A ma connaissance, LFI est la seule organisation qui dispose d'un programme politique pour la présidentielle qui propose à l'ensemble des citoyen-ne-s de l'enrichir jusqu'au 20 juin prochain.

Le site Mélenchon 2027 permet de l'amender en cliquant sur le bouton "Je contribue".

Vous êtes alors conduit sur le programme, décliné en chapitres et sous-chapitres puis en mesures. A ce niveau-là vous avez le loisir d'amender et de poster des propositions concernant telle ou telle mesure.

En l'espèce, j'ai proposé d'apporter ma modeste contribution au chapitre 1 Le pouvoir au peuple, sous-chapitre Balayer l’oligarchie, abolir les privilèges de la caste et sa mesure clé Mettre en place un plan de séparation de l’argent et de l’État, en particulier les deux règles suivantes :

Durcir les règles contre les conflits d’intérêts et interdire le pantouflage : tout haut fonctionnaire souhaitant travailler dans le privé devra démissionner de la fonction publique et rembourser le prix de sa formation s’il n’a pas servi au moins dix ans.

Allonger à dix ans les périodes d’interdiction d’exercice d’une fonction privée après avoir exercé une activité dans la fonction publique relative au même secteur.

J'ai proposé de compléter cette règle qui me semble encore assez floue et donc susceptible de ne pas empêcher la survenance d'un soupçon de conflit d'intérêt.
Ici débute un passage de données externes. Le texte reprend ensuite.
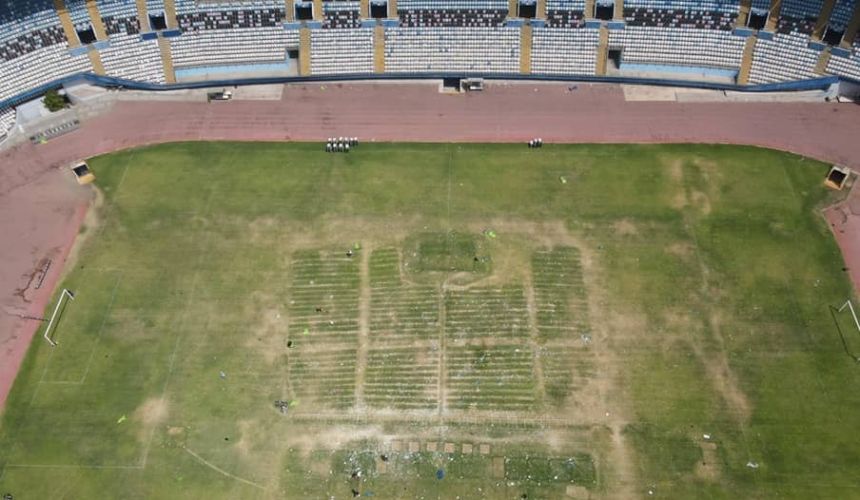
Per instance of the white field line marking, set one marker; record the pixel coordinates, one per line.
(108, 310)
(222, 471)
(172, 362)
(124, 172)
(67, 466)
(101, 327)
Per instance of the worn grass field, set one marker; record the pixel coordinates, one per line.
(481, 321)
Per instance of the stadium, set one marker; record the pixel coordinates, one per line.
(405, 249)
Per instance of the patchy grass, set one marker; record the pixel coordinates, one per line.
(603, 331)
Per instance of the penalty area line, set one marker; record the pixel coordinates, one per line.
(222, 471)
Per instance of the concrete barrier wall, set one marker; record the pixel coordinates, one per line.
(822, 83)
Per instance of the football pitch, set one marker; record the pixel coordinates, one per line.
(262, 320)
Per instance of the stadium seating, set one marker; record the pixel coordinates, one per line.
(486, 50)
(421, 36)
(341, 51)
(564, 51)
(680, 46)
(786, 57)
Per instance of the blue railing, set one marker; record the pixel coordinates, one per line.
(821, 83)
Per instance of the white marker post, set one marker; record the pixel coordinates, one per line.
(65, 293)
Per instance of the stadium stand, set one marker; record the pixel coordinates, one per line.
(564, 51)
(38, 45)
(706, 48)
(487, 50)
(341, 51)
(786, 57)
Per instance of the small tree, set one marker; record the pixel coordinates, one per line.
(54, 101)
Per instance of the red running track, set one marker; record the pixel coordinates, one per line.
(380, 112)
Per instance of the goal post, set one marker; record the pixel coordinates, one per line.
(64, 294)
(850, 307)
(845, 344)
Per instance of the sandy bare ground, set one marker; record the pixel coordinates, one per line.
(38, 224)
(40, 211)
(844, 220)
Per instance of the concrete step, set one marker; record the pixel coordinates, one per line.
(96, 61)
(602, 50)
(96, 20)
(142, 15)
(823, 61)
(66, 23)
(304, 52)
(746, 60)
(379, 49)
(170, 14)
(526, 49)
(166, 60)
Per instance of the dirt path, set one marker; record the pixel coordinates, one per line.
(844, 221)
(363, 323)
(39, 223)
(42, 211)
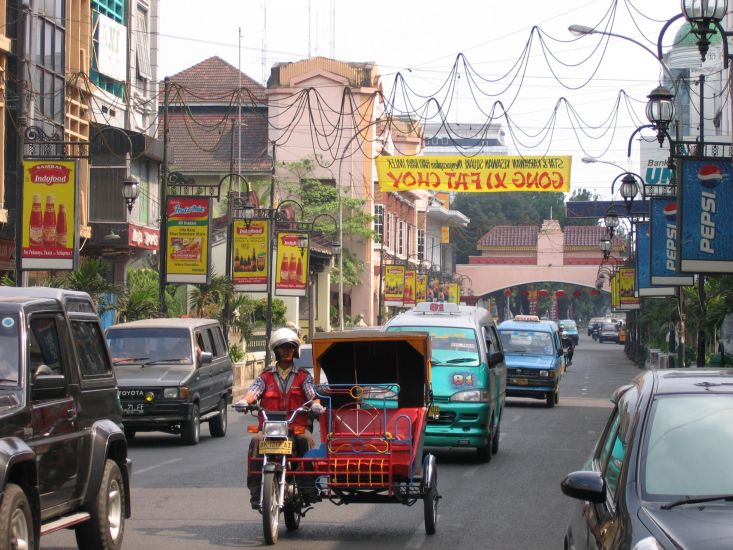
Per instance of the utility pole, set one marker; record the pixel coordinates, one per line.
(163, 249)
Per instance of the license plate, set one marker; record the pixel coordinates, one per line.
(276, 447)
(132, 408)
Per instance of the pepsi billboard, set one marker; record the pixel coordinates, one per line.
(705, 221)
(663, 235)
(644, 285)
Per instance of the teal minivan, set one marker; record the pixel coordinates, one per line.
(468, 374)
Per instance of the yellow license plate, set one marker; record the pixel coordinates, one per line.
(276, 447)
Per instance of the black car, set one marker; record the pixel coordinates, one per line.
(660, 475)
(173, 374)
(63, 453)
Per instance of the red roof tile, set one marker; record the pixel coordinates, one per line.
(509, 236)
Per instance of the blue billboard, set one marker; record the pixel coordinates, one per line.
(705, 221)
(663, 233)
(644, 285)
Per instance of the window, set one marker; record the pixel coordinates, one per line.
(143, 47)
(43, 347)
(89, 344)
(379, 221)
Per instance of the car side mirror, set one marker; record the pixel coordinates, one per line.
(585, 486)
(496, 358)
(48, 386)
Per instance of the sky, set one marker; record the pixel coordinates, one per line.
(420, 40)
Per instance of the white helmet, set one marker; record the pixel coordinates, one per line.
(285, 336)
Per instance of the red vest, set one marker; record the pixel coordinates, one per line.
(272, 398)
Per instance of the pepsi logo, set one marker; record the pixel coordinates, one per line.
(710, 176)
(670, 212)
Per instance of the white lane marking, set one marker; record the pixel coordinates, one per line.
(419, 537)
(156, 466)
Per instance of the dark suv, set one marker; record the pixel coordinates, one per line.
(173, 374)
(63, 453)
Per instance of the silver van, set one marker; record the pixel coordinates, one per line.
(172, 374)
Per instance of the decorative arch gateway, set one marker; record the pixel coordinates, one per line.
(526, 254)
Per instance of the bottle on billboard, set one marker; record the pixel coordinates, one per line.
(61, 241)
(49, 223)
(35, 230)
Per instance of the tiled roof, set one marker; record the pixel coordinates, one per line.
(587, 236)
(509, 235)
(214, 81)
(206, 142)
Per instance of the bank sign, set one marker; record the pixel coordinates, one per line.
(663, 234)
(705, 222)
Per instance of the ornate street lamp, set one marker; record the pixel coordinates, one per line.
(660, 111)
(704, 17)
(130, 191)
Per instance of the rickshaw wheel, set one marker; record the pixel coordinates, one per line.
(430, 502)
(270, 508)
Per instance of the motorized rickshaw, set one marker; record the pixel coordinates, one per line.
(371, 436)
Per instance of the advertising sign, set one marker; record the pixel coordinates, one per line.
(49, 215)
(394, 285)
(410, 290)
(457, 174)
(291, 267)
(454, 293)
(643, 264)
(705, 223)
(626, 292)
(250, 255)
(188, 243)
(663, 266)
(421, 287)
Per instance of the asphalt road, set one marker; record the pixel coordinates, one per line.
(187, 498)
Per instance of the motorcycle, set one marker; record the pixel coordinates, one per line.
(279, 491)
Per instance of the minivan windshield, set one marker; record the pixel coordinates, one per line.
(451, 346)
(148, 346)
(9, 350)
(527, 341)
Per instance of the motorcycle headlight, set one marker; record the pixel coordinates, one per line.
(477, 396)
(649, 543)
(275, 429)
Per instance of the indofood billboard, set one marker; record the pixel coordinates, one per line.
(705, 223)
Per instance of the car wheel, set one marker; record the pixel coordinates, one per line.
(550, 400)
(16, 524)
(106, 527)
(191, 430)
(218, 424)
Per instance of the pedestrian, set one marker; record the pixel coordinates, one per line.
(283, 387)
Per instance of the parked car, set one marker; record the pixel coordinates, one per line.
(468, 374)
(63, 454)
(570, 328)
(534, 359)
(659, 476)
(608, 332)
(173, 374)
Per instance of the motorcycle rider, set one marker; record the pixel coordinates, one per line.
(283, 387)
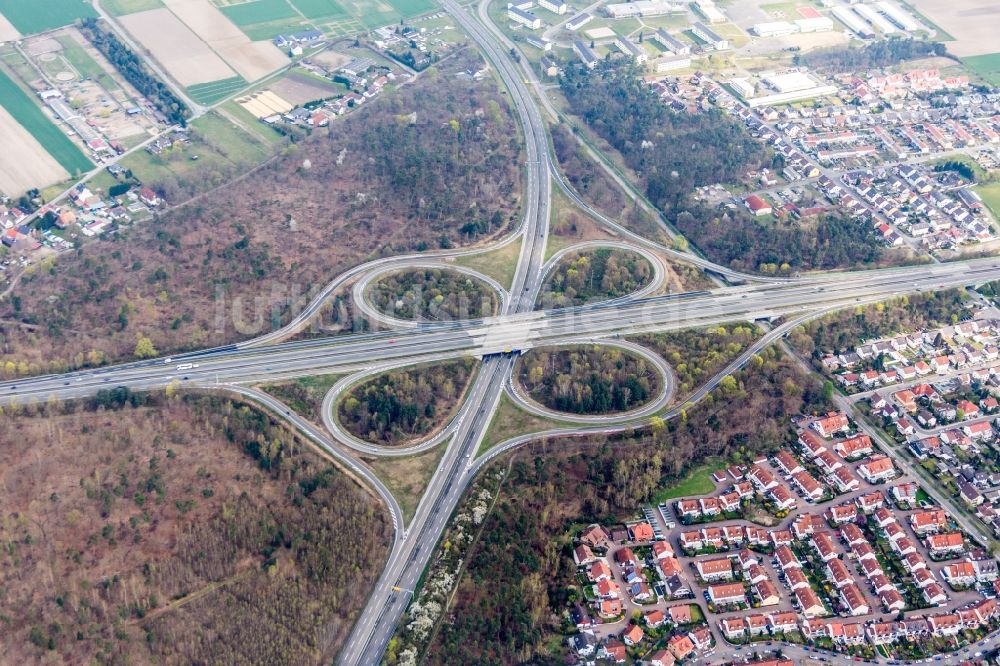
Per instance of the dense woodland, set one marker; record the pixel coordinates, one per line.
(594, 275)
(845, 329)
(695, 354)
(874, 55)
(588, 380)
(673, 153)
(735, 238)
(135, 72)
(408, 172)
(142, 530)
(510, 603)
(402, 405)
(435, 295)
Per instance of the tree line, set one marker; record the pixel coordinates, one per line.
(135, 72)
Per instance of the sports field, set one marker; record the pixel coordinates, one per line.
(986, 66)
(210, 93)
(31, 16)
(30, 117)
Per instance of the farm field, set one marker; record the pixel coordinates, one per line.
(123, 7)
(24, 164)
(209, 93)
(986, 66)
(185, 57)
(251, 60)
(41, 15)
(32, 119)
(972, 23)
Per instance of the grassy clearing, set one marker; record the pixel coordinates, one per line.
(407, 477)
(41, 15)
(265, 132)
(985, 66)
(304, 394)
(511, 421)
(698, 482)
(123, 7)
(25, 112)
(77, 56)
(991, 197)
(210, 93)
(498, 264)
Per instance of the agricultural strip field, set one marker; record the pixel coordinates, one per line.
(210, 93)
(251, 60)
(185, 57)
(971, 22)
(986, 66)
(31, 118)
(24, 164)
(31, 16)
(123, 7)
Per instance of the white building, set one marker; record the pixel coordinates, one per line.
(671, 43)
(554, 6)
(703, 32)
(629, 48)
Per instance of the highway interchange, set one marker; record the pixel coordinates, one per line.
(497, 339)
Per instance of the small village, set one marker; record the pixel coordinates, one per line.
(826, 544)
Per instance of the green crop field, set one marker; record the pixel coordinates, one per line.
(986, 66)
(30, 117)
(991, 197)
(31, 16)
(259, 11)
(123, 7)
(209, 93)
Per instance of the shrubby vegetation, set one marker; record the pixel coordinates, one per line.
(845, 329)
(874, 55)
(735, 238)
(135, 72)
(511, 603)
(674, 153)
(401, 175)
(597, 275)
(164, 530)
(434, 294)
(588, 380)
(402, 405)
(696, 354)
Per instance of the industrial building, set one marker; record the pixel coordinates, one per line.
(554, 6)
(642, 8)
(671, 43)
(853, 23)
(704, 33)
(579, 21)
(524, 18)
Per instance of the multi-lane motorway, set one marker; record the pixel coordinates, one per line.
(496, 339)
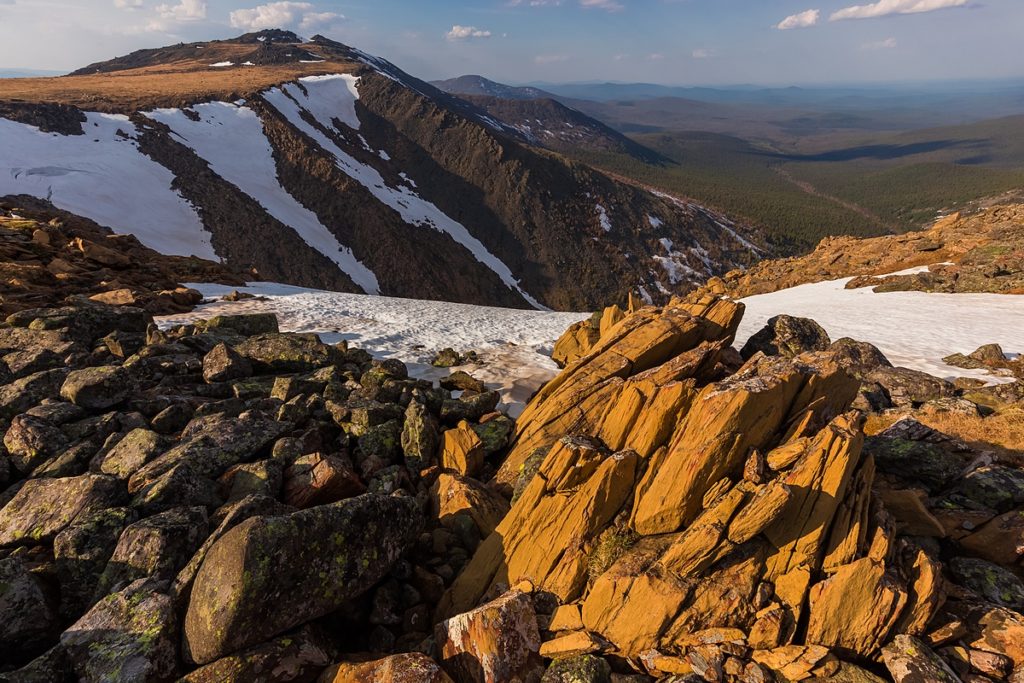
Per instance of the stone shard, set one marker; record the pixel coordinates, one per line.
(267, 574)
(576, 494)
(129, 636)
(910, 660)
(42, 508)
(462, 451)
(496, 642)
(576, 399)
(408, 668)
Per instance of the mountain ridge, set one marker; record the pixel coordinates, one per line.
(355, 168)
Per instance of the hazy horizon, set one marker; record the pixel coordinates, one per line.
(677, 43)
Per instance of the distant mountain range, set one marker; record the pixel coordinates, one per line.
(315, 164)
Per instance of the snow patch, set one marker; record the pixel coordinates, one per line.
(103, 176)
(328, 97)
(230, 138)
(514, 345)
(913, 329)
(290, 101)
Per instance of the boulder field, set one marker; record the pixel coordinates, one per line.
(224, 502)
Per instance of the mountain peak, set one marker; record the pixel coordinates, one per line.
(268, 36)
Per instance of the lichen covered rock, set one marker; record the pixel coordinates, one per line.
(270, 573)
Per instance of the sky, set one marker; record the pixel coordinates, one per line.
(674, 42)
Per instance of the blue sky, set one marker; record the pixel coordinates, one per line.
(680, 42)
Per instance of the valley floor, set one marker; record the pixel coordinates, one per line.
(913, 329)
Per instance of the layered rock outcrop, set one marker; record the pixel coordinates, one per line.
(695, 514)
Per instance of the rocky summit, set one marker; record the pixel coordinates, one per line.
(222, 501)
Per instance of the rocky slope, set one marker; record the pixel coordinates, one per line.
(543, 120)
(484, 87)
(222, 502)
(356, 177)
(46, 254)
(981, 251)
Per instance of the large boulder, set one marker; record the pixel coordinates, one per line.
(22, 394)
(85, 322)
(212, 447)
(127, 637)
(910, 660)
(298, 656)
(31, 441)
(97, 388)
(27, 617)
(910, 387)
(498, 641)
(408, 668)
(787, 336)
(268, 574)
(81, 553)
(155, 547)
(42, 508)
(289, 352)
(223, 364)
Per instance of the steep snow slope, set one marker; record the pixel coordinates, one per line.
(913, 329)
(315, 164)
(514, 345)
(230, 138)
(292, 101)
(103, 176)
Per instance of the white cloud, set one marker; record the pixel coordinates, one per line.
(887, 7)
(185, 10)
(887, 44)
(801, 20)
(466, 33)
(283, 14)
(609, 5)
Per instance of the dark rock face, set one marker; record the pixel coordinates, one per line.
(270, 573)
(42, 508)
(27, 619)
(96, 388)
(128, 636)
(786, 336)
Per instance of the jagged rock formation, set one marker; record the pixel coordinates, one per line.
(357, 177)
(691, 517)
(226, 502)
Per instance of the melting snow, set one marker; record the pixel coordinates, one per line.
(514, 345)
(230, 138)
(291, 101)
(328, 97)
(913, 329)
(103, 176)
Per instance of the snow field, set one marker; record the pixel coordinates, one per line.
(514, 345)
(103, 176)
(913, 329)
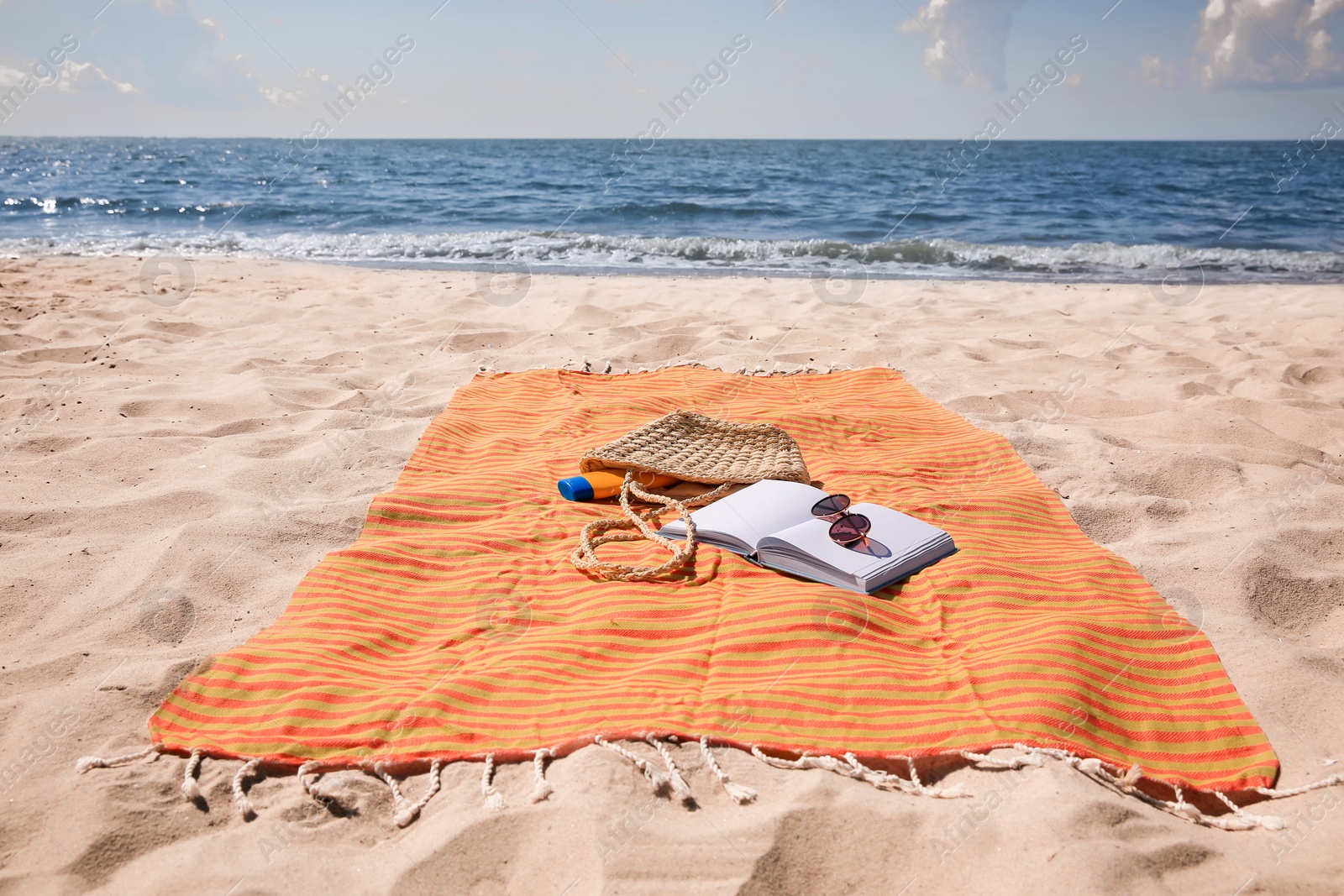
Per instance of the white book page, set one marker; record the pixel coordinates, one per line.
(750, 515)
(894, 539)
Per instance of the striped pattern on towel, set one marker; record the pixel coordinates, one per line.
(456, 625)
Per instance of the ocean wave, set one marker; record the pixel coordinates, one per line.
(658, 254)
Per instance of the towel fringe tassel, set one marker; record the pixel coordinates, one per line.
(241, 799)
(655, 777)
(1126, 783)
(410, 810)
(190, 789)
(543, 788)
(679, 786)
(494, 799)
(85, 763)
(739, 794)
(407, 810)
(851, 768)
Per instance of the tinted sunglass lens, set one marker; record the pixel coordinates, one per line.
(831, 506)
(850, 530)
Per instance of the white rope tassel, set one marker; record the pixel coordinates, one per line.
(381, 770)
(85, 763)
(741, 794)
(543, 788)
(655, 777)
(1126, 782)
(1334, 781)
(851, 768)
(679, 786)
(410, 810)
(494, 799)
(311, 786)
(241, 801)
(190, 789)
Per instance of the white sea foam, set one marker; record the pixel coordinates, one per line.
(632, 254)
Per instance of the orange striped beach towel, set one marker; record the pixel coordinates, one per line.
(456, 626)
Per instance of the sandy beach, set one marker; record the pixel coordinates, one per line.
(175, 459)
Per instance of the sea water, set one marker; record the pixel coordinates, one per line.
(1070, 210)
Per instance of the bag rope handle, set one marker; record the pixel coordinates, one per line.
(635, 527)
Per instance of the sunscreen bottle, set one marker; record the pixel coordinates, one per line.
(605, 484)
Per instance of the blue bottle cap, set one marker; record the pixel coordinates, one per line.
(575, 488)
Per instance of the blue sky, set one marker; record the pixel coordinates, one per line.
(1187, 69)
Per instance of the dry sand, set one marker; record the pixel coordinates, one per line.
(201, 456)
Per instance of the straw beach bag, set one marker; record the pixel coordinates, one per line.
(691, 448)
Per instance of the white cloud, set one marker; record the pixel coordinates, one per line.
(280, 97)
(76, 70)
(968, 39)
(11, 76)
(213, 26)
(1153, 71)
(1265, 43)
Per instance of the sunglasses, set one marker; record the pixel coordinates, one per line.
(847, 530)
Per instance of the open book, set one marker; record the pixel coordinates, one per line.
(772, 523)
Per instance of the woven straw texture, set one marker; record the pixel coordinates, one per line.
(696, 448)
(456, 626)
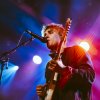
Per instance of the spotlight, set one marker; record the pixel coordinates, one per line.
(85, 45)
(37, 59)
(15, 68)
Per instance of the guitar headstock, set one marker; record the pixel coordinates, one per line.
(68, 24)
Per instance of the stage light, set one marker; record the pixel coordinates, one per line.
(37, 59)
(15, 68)
(84, 45)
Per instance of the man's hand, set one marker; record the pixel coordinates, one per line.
(40, 90)
(56, 65)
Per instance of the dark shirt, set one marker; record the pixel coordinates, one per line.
(78, 87)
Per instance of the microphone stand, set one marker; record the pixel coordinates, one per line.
(4, 57)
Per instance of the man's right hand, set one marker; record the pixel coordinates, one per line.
(40, 90)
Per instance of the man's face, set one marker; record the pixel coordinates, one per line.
(53, 38)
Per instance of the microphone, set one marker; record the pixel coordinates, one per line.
(36, 36)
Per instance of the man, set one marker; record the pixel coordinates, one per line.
(74, 68)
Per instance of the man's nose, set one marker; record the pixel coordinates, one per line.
(46, 34)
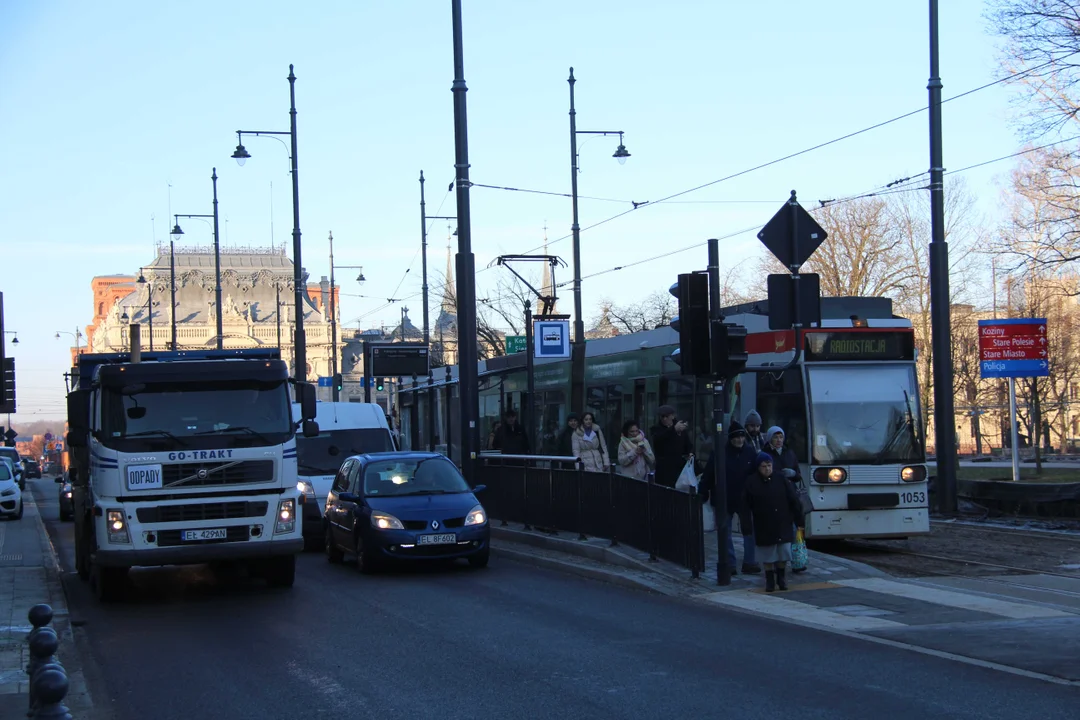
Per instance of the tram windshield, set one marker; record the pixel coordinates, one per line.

Il me semble nécessaire d'apporter les précisions suivantes :

D'une part, le conflit d'intérêt ne concerne pas exclusivement les fonctionnaires. En l'espèce, de nombreux contractuels exercent des fonctions de "haut niveau" dans l'administration, en particulier dans des cabinets ministériels. Par conséquent, ces contractuels devraient être soumis au même régime juridique que les hauts fonctionnaires pour quitter l'administration et exercer leurs fonctions dans le secteur privé.

D'autre part, un ancien haut fonctionnaire ou contractuel exerçant des fonctions de "haut niveau" devrait être interdit d'exercer des fonctions dans le même secteur d'activités de son ministère. A titre d'exemple, un haut fonctionnaire des finances publiques serait interdit de travailler dans le secteur bancaire et financier. Il n'y aura donc plus de distinctions entre maison mère, holding, entreprises appartenant ou contrôlées par la maison mère qui aujourd'hui autorisent bien des pantouflages. La période d'interdiction devrait être portée à 20 ans pour rendre inexploitables son carnet d'adresses et ses relations professionnelles acquis durant l'exercice de ses fonctions administratives.

Enfin, il ne devrait pas y avoir de règle temporaire. Un haut fonctionnaire devrait rembourser le prix de sa formation quelle que soit son ancienneté dans la fonction publique.

Voilà ma première contribution, à votre tour !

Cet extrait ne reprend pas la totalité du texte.